Hi mehdi, I checked the code of Xetla. I think you are right, atomic add is used for sync signal. But I have a question that atomicCAS is under cutlass 2.0, whether a customized CollectiveMMA should be re-written for stream-k algorithm and some necessary components such as memory fence, signal sync as utils?

Hi @jiyang1011, I believe we can reuse the existing the CollectiveMma atom (with minor modifications) for splitK/streamK GEMM as well. We would definitely need to implement a specialized pipeline for splitK/streamK similar to what NVIDIA does (e.g. sm90 streamK pipeline)

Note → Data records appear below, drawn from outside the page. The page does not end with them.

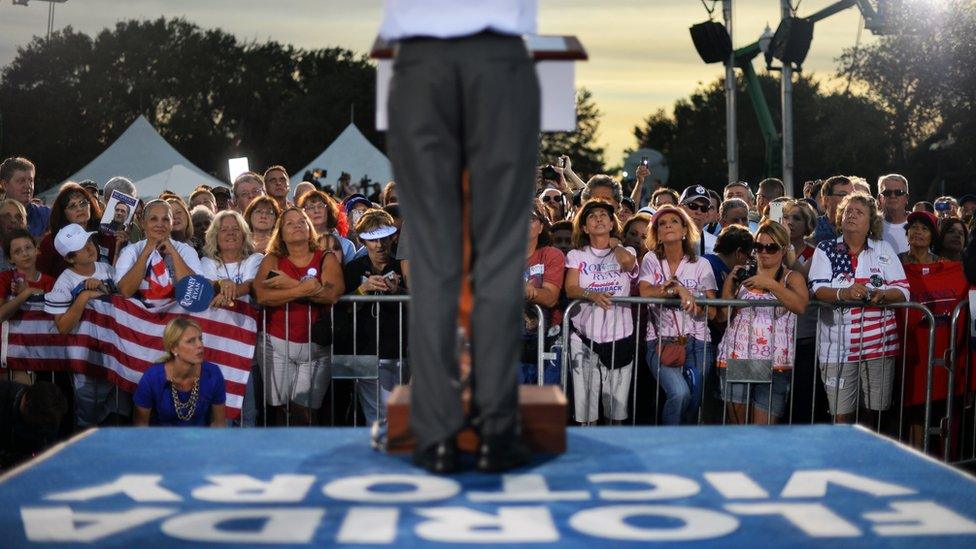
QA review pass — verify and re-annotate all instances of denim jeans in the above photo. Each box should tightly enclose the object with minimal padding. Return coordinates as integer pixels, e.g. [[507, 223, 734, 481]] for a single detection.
[[647, 338, 712, 425], [356, 358, 410, 430]]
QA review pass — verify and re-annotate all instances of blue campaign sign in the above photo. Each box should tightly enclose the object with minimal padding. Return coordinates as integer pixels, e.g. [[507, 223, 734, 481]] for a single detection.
[[0, 425, 976, 549]]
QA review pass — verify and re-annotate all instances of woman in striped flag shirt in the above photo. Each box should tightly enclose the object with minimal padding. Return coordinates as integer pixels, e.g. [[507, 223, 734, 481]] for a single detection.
[[809, 193, 909, 423]]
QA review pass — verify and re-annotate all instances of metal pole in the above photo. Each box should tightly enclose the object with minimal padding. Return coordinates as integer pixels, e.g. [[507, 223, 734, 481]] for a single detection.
[[780, 0, 794, 196], [722, 0, 736, 183]]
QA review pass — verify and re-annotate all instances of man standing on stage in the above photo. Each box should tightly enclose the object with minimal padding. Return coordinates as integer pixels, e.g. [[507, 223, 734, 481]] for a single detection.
[[380, 0, 540, 473]]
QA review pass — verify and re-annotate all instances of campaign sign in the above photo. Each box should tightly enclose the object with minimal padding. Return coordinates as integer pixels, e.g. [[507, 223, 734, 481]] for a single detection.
[[175, 275, 214, 313], [100, 191, 139, 234], [0, 425, 976, 549]]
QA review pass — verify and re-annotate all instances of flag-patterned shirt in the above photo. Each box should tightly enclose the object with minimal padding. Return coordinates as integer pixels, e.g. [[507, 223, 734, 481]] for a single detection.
[[115, 240, 203, 303], [810, 236, 909, 363]]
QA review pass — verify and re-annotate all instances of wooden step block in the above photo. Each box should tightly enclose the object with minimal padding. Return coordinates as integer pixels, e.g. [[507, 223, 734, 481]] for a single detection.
[[386, 385, 566, 454]]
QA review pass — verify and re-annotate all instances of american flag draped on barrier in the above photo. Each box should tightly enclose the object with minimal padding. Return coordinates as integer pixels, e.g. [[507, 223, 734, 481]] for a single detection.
[[0, 295, 258, 419]]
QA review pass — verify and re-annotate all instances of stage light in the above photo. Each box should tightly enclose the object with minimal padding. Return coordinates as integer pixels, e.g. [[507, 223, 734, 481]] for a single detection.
[[769, 17, 813, 66], [688, 21, 732, 63]]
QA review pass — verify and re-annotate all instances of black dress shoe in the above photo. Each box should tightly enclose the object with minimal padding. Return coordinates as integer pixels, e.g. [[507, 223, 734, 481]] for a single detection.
[[476, 435, 532, 473], [413, 437, 457, 474]]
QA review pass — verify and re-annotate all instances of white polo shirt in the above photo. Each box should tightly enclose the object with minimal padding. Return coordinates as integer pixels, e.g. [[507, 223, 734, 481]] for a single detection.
[[380, 0, 539, 40]]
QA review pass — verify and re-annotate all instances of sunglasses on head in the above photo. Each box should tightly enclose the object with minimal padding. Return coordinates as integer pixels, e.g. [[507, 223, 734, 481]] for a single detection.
[[752, 242, 783, 254]]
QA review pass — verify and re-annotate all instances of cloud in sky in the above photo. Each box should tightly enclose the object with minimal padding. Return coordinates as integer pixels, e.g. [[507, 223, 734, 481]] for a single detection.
[[0, 0, 873, 164]]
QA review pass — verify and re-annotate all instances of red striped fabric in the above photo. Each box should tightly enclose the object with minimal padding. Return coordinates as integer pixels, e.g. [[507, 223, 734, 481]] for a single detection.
[[0, 296, 258, 419]]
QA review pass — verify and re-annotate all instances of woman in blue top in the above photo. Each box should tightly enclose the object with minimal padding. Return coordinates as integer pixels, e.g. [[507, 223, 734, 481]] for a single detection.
[[132, 318, 227, 427]]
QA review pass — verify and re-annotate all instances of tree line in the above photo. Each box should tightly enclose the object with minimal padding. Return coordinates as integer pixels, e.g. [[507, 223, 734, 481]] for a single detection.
[[0, 0, 976, 198], [0, 18, 383, 192]]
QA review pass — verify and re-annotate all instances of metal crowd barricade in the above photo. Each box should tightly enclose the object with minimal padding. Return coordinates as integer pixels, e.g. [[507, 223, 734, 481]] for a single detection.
[[560, 297, 936, 451], [940, 299, 976, 465], [329, 295, 410, 426]]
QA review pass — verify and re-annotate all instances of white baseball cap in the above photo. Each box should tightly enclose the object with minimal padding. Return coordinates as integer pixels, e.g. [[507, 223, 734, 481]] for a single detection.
[[54, 223, 95, 257]]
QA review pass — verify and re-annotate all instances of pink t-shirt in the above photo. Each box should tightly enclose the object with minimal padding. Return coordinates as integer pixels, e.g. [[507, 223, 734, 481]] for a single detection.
[[638, 252, 718, 341], [566, 246, 637, 343]]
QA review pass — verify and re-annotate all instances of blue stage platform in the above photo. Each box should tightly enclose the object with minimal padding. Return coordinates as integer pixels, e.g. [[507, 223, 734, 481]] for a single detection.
[[0, 426, 976, 549]]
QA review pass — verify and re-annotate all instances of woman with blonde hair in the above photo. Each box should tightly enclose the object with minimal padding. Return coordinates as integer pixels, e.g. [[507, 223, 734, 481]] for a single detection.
[[254, 206, 345, 425], [132, 317, 227, 427], [638, 206, 717, 425], [200, 210, 264, 307], [717, 219, 809, 423], [809, 192, 909, 422], [296, 191, 358, 265]]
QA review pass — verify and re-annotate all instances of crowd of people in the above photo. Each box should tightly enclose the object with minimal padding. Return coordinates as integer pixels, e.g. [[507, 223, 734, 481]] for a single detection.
[[0, 152, 976, 468]]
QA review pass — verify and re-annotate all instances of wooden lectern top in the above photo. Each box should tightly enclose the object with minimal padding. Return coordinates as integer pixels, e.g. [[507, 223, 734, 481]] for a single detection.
[[369, 34, 589, 61]]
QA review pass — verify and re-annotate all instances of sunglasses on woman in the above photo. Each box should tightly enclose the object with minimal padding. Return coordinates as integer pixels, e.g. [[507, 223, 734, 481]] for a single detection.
[[752, 242, 783, 255]]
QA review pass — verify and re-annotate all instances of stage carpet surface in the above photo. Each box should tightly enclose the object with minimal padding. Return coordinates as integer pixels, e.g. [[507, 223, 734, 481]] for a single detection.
[[0, 425, 976, 549]]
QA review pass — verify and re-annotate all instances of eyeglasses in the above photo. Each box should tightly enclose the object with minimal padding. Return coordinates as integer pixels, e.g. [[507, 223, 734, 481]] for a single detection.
[[752, 242, 783, 254]]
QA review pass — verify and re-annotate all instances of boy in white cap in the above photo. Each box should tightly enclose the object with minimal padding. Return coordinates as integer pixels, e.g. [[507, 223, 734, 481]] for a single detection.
[[44, 223, 132, 427]]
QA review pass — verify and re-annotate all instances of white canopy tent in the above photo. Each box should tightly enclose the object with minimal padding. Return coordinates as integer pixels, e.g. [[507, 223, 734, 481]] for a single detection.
[[291, 123, 393, 189], [40, 116, 229, 204], [127, 164, 228, 200]]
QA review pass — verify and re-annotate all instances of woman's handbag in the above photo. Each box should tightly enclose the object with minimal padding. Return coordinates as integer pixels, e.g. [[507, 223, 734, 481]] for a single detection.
[[659, 310, 688, 368]]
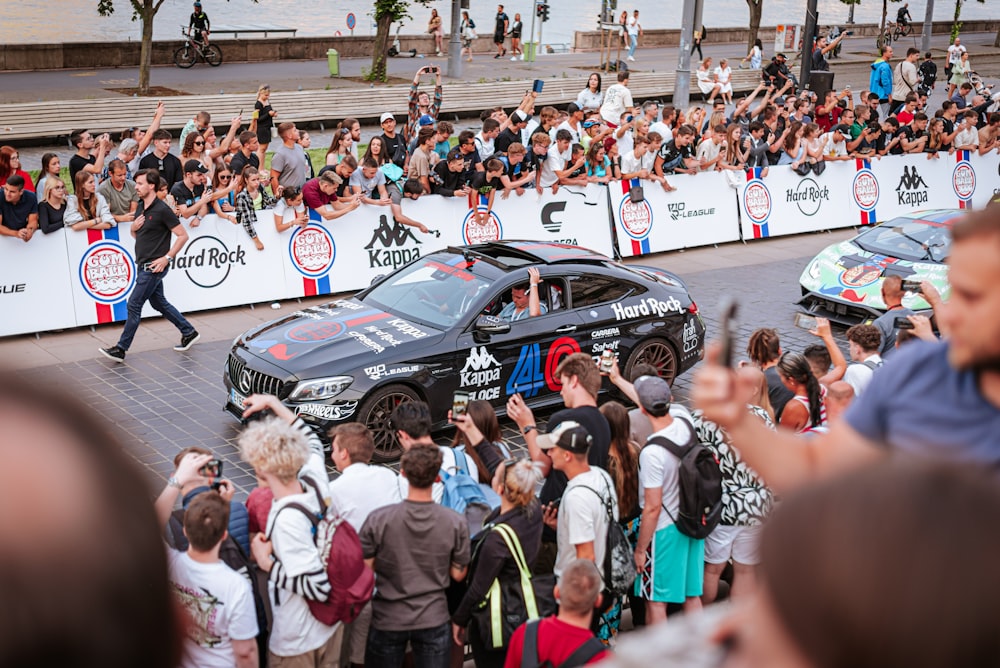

rolandschulz commented 3 months ago

syclcompat::atomic_compare_exchange_strong returns the value in address before the call.

It doesn't: https://github.com/intel/llvm/issues/15155 . Even if the bug is fixed, using this API isn't very efficient. It requires and extra unnecessary load and comparison. All usage of the call just care about whether old==expected. Which is the boolean return value of (std/sycl::)atomic_ref::atomic_compare_exchange. But because the API returns the old value rather than the boolean, the calling code has to do an extra comparison and the implementation of syclcompat::atomic_compare_exchange_strong needs to do an extra load and extra comparison.

aacostadiaz commented 3 months ago

syclcompat::atomic_compare_exchange_strong returns the value in address before the call.

It doesn't: intel/llvm#15155 . Even if the bug is fixed, using this API isn't very efficient. It requires and extra unnecessary load and comparison. All usage of the call just care about whether old==expected. Which is the boolean return value of (std/sycl::)atomic_ref::atomic_compare_exchange. But because the API returns the old value rather than the boolean, the calling code has to do an extra comparison and the implementation of syclcompat::atomic_compare_exchange_strong needs to do an extra load and extra comparison.

I think there is no bug. atm.compare_exchange_strong(expected, ...) will handle the comparison and assign the value in address to expected if needed. So, after calling atm.compare_exchange_strong, expected will contain either the expected value or the old value, depending on the comparison.

https://registry.khronos.org/SYCL/specs/sycl-2020/html/sycl-2020.html#table.atomics.functions image

Regarding the API being inefficient, I think you are right. We can look into bool syclcompat::compare_exchange_strong or just use the SYCL function directly.